But in Ireland, even more than in Bohemia, and more than in any other western European country, there existed in the eighteenth century two peoples of whom one formed the dominant caste, separated from one another by barriers of race, of religion, and, for a time, of language.
The Baltic provinces of Russia occur to one as in some sort a parallel. As Ireland is the most westerly, so are these provinces the most easterly part of Europe where a dominant aristocracy of Germanic blood has brought an alien race under its power without either exterminating it or assimilating it. In Ireland the colonist is marked off from the native by race and religion, but the language of the former has been adopted by the latter. In the Baltic provinces the two elements are separate in race and in language, but the peasantry of Lettish or Esthonian blood has the same Lutheran religion as its masters. And both landowner and peasant have over them a foreign master differing from them both in race, in religion and in language.
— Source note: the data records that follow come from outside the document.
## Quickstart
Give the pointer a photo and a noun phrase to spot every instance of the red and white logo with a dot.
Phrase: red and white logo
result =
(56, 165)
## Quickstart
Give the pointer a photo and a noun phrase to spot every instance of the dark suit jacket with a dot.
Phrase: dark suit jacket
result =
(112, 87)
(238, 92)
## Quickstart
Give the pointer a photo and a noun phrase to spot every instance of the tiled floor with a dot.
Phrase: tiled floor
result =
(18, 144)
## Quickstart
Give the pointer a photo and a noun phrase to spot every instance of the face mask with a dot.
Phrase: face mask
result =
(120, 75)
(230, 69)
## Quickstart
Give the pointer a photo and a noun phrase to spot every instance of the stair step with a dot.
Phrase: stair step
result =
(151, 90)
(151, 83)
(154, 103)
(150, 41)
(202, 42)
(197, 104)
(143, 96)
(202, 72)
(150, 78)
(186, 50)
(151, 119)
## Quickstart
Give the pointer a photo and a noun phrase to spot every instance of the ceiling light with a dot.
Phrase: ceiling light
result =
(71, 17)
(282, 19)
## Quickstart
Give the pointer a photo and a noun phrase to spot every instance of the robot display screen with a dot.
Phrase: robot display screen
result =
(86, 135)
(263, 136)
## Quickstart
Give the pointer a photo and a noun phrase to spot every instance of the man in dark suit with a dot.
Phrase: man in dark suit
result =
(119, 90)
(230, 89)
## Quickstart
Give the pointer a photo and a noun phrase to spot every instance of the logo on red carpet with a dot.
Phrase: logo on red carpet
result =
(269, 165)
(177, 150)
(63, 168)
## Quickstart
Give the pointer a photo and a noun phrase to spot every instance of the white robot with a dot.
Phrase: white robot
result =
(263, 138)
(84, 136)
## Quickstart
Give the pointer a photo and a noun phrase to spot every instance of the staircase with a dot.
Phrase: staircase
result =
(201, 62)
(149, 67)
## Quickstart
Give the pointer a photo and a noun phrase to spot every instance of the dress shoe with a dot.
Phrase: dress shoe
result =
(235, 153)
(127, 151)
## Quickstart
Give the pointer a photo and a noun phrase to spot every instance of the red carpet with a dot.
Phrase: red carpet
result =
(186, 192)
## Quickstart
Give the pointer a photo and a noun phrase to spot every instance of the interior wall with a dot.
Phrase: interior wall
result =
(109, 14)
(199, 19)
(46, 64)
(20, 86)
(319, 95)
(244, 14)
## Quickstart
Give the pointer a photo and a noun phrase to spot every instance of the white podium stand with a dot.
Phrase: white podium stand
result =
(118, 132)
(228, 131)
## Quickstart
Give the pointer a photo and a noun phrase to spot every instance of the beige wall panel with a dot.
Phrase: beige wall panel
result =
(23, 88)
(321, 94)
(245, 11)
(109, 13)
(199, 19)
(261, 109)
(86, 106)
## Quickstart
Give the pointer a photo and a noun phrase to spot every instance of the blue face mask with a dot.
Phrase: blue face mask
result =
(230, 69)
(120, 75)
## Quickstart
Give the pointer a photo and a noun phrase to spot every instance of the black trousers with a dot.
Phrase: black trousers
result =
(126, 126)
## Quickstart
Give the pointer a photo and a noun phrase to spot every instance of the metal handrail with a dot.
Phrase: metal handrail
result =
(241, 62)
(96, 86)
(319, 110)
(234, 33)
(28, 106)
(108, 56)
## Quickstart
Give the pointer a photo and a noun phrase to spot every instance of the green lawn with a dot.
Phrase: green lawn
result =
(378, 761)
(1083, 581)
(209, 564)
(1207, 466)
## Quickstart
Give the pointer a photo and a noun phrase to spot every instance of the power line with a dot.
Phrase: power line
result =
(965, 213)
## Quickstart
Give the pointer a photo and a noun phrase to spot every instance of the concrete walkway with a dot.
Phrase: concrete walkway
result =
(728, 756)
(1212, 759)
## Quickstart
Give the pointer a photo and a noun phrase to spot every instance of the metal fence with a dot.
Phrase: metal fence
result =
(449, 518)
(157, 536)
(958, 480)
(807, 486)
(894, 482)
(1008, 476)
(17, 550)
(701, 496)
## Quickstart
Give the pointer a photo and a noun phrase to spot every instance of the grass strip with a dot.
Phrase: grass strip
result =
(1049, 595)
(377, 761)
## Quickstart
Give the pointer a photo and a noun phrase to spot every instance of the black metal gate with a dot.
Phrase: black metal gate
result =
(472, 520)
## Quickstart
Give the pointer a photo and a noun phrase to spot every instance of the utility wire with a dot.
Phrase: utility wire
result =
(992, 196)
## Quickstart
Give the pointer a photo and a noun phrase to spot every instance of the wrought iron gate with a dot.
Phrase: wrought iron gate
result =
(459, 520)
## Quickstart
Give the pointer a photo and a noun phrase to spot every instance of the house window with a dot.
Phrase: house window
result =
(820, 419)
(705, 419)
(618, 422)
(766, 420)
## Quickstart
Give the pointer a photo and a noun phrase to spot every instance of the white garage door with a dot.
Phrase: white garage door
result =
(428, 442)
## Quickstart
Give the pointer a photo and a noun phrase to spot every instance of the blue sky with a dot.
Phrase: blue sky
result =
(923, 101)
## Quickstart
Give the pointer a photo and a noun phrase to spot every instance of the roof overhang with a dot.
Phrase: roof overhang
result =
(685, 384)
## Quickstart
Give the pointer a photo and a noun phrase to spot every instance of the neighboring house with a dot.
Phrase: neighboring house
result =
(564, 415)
"Local landownership and autonomy," said a Russian lecturer recently, "are almost entirely in the hands of the nobility, whereas at least 75 per cent, of the peasantry have till now remained landless. … The economic and legal privileges of the nobility naturally served as an inexhaustible source of discontent in the region and not infrequently led to undesirable excesses."[1]
It seems then that there has been less fusion in the Baltic provinces than in Ireland. The barrier of language has been very great, and though
- ↑ Times'' Russian Supplement, Oct. 30, 1915.